After completing his army service, Appelfeld enrolled at the Hebrew University in Jerusalem. It was his first formal education since first grade, when his schooling was cut short by the outbreak of World War II. At university, Appelfeld first began to write. However, "not being rooted in the language, not being rooted in the culture," as he's recalled, his early efforts amounted to "more a kind of stuttering than writing." And yet, out of those stutterings emerged one of Israel's finest writers. Indeed, Appelfeld's bare style and Hemingway-esque prose still retain the innocent quality of uncertain stutterings.
To date, Appelfeld has authored more than 30 books including novels, short story collections, and a memoir. His works have been translated into more than 20 languages, and he is the recipient of several major awards, including the coveted Israel Prize and France's Prix Médicis.
Communicating the Unimaginable
As critics have pointed out, Appelfeld's works often focus on the outer margins of the Holocaust.
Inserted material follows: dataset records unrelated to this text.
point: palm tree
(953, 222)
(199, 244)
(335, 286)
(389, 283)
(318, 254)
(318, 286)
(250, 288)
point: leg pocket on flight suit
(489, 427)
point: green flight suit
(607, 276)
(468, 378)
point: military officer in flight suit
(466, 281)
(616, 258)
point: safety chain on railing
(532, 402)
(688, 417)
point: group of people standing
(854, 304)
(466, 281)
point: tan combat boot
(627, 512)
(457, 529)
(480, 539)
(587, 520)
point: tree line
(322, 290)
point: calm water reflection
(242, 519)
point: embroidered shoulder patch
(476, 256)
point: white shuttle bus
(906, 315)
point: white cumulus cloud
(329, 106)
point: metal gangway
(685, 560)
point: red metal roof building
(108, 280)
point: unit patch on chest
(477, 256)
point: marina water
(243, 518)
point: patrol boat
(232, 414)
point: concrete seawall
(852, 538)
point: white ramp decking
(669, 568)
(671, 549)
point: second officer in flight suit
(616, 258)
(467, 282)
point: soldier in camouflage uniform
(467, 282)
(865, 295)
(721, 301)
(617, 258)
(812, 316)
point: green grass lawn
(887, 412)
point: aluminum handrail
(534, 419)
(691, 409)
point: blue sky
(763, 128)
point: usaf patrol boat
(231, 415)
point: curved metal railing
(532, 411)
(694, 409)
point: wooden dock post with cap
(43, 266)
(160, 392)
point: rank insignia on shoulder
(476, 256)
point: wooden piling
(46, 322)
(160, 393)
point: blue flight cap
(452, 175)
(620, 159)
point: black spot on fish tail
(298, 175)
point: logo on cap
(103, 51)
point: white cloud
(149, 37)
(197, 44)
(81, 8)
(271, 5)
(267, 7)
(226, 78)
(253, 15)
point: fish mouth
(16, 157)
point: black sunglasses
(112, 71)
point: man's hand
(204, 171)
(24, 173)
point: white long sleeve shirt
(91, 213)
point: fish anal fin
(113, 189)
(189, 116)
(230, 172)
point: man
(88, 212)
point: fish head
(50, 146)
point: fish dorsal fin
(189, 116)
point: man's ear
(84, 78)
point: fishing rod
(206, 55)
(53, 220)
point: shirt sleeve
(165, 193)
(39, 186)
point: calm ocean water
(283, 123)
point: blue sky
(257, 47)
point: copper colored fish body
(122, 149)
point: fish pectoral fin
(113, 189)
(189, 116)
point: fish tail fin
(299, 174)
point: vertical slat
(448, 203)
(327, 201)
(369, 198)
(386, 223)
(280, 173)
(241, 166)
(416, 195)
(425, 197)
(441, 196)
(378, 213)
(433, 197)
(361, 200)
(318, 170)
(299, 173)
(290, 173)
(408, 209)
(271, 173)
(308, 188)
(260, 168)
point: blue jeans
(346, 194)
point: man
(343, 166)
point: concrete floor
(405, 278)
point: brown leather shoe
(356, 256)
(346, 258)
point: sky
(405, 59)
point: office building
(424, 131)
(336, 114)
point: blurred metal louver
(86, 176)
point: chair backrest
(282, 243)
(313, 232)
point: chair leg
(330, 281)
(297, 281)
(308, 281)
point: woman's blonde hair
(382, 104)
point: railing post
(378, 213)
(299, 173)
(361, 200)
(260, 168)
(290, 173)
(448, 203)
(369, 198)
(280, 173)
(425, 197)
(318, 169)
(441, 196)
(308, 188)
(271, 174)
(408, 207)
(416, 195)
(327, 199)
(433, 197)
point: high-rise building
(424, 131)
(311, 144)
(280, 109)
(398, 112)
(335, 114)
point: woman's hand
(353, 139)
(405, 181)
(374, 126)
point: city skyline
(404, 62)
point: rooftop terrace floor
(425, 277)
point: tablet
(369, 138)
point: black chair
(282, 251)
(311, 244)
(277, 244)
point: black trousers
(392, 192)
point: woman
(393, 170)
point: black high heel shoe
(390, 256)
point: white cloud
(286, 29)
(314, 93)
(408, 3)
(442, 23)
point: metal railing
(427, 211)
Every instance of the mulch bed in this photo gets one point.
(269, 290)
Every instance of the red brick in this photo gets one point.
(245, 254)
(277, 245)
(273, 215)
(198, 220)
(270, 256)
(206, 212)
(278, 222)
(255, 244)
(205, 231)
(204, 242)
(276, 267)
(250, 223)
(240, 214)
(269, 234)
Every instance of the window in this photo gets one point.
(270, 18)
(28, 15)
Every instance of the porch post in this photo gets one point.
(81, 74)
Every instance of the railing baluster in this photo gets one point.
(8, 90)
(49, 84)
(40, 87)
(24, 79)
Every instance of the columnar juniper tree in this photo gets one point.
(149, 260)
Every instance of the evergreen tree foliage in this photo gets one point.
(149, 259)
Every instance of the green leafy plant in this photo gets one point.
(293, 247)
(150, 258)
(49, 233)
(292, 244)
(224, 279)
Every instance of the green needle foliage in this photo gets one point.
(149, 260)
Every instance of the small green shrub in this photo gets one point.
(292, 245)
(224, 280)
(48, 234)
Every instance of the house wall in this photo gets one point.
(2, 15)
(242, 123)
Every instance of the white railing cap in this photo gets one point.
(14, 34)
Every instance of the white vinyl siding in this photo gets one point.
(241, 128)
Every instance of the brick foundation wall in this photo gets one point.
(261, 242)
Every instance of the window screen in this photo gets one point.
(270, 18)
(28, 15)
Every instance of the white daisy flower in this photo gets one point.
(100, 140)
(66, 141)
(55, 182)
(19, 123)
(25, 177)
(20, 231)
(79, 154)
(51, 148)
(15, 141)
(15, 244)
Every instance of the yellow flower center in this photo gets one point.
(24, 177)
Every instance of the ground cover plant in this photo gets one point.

Rather than the collective trauma of European Jewry, Appelfeld has said that he is interested in "the individual victim and his spiritual struggle."
Tzili (1983), one of the author's most acclaimed novels, tells the story of a dim-witted, young girl, Tzili, who spends the war years much like Appelfeld himself did, wandering from village to village, searching for food and finding shelter by passing herself off as a gentile. Tzili's limited intelligence makes it difficult for her to articulate complex thoughts and emotions, but the sense of loneliness and dread that pervade her very being is palpable. The irony, of course, is that the war left even the most intelligent people at a loss, unable to communicate the unimaginable.